In June, Richard proposed. “Why don't we go to Reno and get married?” he asked in a matter-of-fact way. Ginny agreed. For a wedding present, she gave him a used pink electric Royal typewriter. They rode a bus together to Nevada to tie the knot. Methodist minister Rev. Stephen C. Thomas pronounced them man and wife on Saturday, June 8, with Ace W. Williams (a stranger, who just happened to be in the wedding chapel) and Agnes Thomas, the minister's wife, standing up as witnesses.
After returning from a brief Reno honeymoon, Richard and Ginny moved into a two-room attic apartment with a shared kitchen at 1565 Washington Street, above Chinatown on the slope of Nob Hill right on the corner across from the cable car barn. There was a small struggling theater downstairs, no more than ten or twenty seats. Performances competed with the continuous grinding noise of the cable under the street outside. Late at night, when the Powell–Mason Line shut down for a few hours, Richard and Ginny were startled awake by the sudden silence.
The newlyweds were quite happy in their new apartment, in spite of various inconveniences.
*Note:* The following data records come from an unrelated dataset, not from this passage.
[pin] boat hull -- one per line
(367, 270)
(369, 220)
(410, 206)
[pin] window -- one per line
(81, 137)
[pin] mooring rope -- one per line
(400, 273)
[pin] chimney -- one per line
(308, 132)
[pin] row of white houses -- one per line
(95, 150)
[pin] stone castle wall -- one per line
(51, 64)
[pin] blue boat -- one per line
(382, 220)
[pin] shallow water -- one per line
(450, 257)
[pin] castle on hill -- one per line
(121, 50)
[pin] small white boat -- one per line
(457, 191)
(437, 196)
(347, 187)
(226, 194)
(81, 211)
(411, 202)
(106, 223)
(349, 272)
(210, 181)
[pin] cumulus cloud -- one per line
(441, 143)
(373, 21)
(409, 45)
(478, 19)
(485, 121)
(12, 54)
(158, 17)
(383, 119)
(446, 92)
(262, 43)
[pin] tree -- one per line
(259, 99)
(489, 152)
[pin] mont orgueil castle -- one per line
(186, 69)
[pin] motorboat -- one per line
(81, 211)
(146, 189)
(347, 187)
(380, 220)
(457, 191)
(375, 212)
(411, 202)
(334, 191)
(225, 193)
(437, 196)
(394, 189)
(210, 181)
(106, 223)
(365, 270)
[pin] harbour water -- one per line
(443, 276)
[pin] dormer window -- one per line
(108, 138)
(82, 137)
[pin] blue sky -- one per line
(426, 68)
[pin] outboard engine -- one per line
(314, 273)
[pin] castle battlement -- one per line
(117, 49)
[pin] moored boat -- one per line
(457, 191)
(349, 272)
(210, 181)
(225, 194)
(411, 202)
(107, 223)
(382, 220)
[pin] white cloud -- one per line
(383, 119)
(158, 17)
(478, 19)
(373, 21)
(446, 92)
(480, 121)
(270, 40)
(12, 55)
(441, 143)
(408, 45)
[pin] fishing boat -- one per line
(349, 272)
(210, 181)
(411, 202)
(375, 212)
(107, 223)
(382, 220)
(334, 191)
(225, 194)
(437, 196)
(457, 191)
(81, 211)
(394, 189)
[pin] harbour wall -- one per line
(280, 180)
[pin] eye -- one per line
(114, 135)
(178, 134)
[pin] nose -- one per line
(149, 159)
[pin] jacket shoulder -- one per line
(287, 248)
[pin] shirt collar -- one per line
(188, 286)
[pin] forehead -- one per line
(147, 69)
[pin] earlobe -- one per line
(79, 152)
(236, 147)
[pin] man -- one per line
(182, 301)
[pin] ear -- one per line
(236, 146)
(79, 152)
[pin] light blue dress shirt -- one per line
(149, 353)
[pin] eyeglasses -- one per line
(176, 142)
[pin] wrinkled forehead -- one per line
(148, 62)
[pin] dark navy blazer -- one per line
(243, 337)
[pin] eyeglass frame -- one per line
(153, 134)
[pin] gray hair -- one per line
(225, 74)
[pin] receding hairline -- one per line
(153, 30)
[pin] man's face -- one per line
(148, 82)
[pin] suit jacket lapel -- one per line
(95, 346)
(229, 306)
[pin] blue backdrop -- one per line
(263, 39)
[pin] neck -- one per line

The bathroom was off the hall. When it rained, the roof leaked by the door. Love always helps in
such circumstances. Ron Loewinsohn remembered how Ginny and Dick “just fell madly in love.” He also observed that Ginny was “madly in love with [Brautigan's] work,” an asset for an aspiring young writer. Ginny typed his manuscripts, edited his copy, organized his business affairs, encouraged him to keep in touch with editors and publishers. She also paid the rent.
Wanting to do his share, Brautigan came up with an amusing contribution to the family's monthly expense needs. He organized a rent party. Such affairs had been commonplace in New York's Harlem and Greenwich Village during the twenties, when a hot piano player and a bathtub full of rotgut booze provided the come-on. Richard had no live entertainment to offer and invented an ingenious promotional device. He posted handbills all over North Beach advertising the event as a fund-raiser to buy the host a gorilla suit.
Kenn Davis remembered Brautigan's rent party on Washington Street with much amusement. “And we actually had total strangers. Total strangers! Like tourists wandered in and said, ‘Where's the guy that wants to buy the gorilla suit?' And here are these guys from like Tuscaloosa or Tampa or San Jose. And Dick was, ‘Well, I've always wanted to wear a gorilla suit. Don't you think I'd look great in a gorilla suit?'”
Richard Brautigan wasn't unemployed yet, but his paycheck remained marginal at best. In mid-July he made another trip to the Irwin Memorial Blood Bank. He had quit work as a bike messenger and had a new part-time job “folding pieces of green paper” at an office on Clay Street, down from the Federal Reserve Bank. Brautigan described this experience in Part 3 of “A Couple Novels,” an unpublished story from the sixties that survives only in fragments. He had no idea what the green paper was for or why he was folding it. “Nobody ever told me and I never asked.”
Part-time employment allowed ample time for writing and provided the luxury of leisure. Richard Brautigan loved to wander the city and people-watch. “He did a lot of hanging out,” Ron Loewinsohn said. “He walked a great deal, all around the Financial District, Chinatown, North Beach, that whole area in San Francisco. I don't know that he ever took notes so much, but certainly he was taking mental notes. He would hang out in bookstores, not just City Lights, but any bookstore. He would hang out in parks, sit on a park bench and watch people go along.”